Arek Tobiasz
| 19-01-2014, 23:30:19
Miłość rodzeństwa nabiera zupełnie nowego znaczenia w adaptacji Lifetime książki "Kwiaty na poddaszu" V.C. Andrews, która zadebiutowała w sobotę. Ale myślisz, że podejście kablówki do kazirodczej opowieści było nieprzyzwoicie dobre czy złowieszczo złe?
Zanim powiesz co myślisz, krótkie podsumowanie: Wszystko wygląda różowo jak spotykamy złotą rodzinę Dollangangerów: mamę Corinne (Heather Graham, "Scrubs"), tatę Christophera Sr., syna Christophera Jr., córkę Cathy (Kiernan Shipka, "Mad Men") i bliźniaki Carrie i Cory'ego. Wszystko jest różowe - nawet jeśli czasami wydaje się, że Crrone jest o dekadę młodsza od swojego nastoletniego potomstwa - aż Christopher Sr. ginie w wypadku.
Głęboko w długach, Corinne mówi dzieciom, że ich jedyną nadzieją jest powrót do domu jej bogatej rodziny w Wirginii. Tego czego im nie mówi, przynajmniej na początku: Ona i jej rodzice dawno się nie widzieli, ponieważ zakochała się i ostatecznie wyszła za młodszego przyrodniego brata swojego ojca.
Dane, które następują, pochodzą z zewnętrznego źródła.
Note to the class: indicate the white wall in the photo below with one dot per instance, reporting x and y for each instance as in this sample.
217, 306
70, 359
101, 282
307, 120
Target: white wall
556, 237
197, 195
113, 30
Tak, Christopher Sr. był rzeczywiście wujkiem Corinne. (I jeśli to cię przeraża, to chyba lepiej nie czytaj dalej).
"Miłość nie zawsze przychodzi, kiedy tego chcesz" - zapowiada radząc swoim dzieciom. "Czasami przytrafia się wbrew twojej woli".
Plan Corinne jest taki, aby powrócić do dobrych łask swojego ojca (i jego testamentu). I kiedy to będzie robić, mówi swoim przezornym dzieciom, że muszą się ukrywać na przestronnym strychu posiadłości, który tylko ona i ich surowa babcia (Ellen Burstyn, "Political Animals") będą odwiedzać. Obiecuje, że to będzie trwało dzień lub dwa.
Dwa lata później, gra jest skończona. Christopher i Cathy uświadamiają sobie, że ich matka ruszyła dalej - nawet ma nowego faceta (w tej roli Dylan Bruce, "Orphan Black"), a ona nigdy nie powie nikomu o swoich czterech tajemnicach na górze. Co gorsza, babcia jest przekonana, że dwójka najstarszych dzieci Dollangangerów jest coraz bliżej (coś co rodzi się z niegodnego nasienia)... więc naturalnie, oni się zbliżają.
Kiedy nastolatkowie się całują (i ostatecznie kochają) to jest tak złe jak to jest nieuniknione. I niesmaczne. Ale jeszcze bardziej niepokojące: Mama Corinne potajemnie truła swoje potomstwo za pośrednictwem pączków zawierających arsen, taktyka, która ostatecznie zabija Cory'ego. I kiedy Christopher zdaje sobie sprawę, że ich dziadek ostatecznie zmarł siedem miesięcy wcześniej, postanawia, że to czas, aby odejść.
Dzięki klaustrofobicznie sparaliżowanej babci, linie wystawionej przez okno i sympatycznej służącej, ocalałe dzieci uciekają i łapią pierwszy pociąg, aby uciec z ich osobistego piekła. Jak ekran staje się czarny, Cathy ślubuje, że pewnego dnia zemści się na ich matce.
Shipka jest najlepszą rzeczą w remake'u, ale nawet ona nie może zrobić z niemoralnej opowieści czegoś więcej niż zaprojektowany, aby pobudzać film tygodnia. Chociaż brawa dla Burstyn, której w jakiś sposób udało się dać babci jakąś głębię między biciem a cytowaniem Biblii.
To jest to co myślimy, a teraz twoja kolej. Oceń "Kwiaty na poddaszu" i napisz swoje myśli w komentarzu. I pamiętaj: Bóg zawsze patrzy!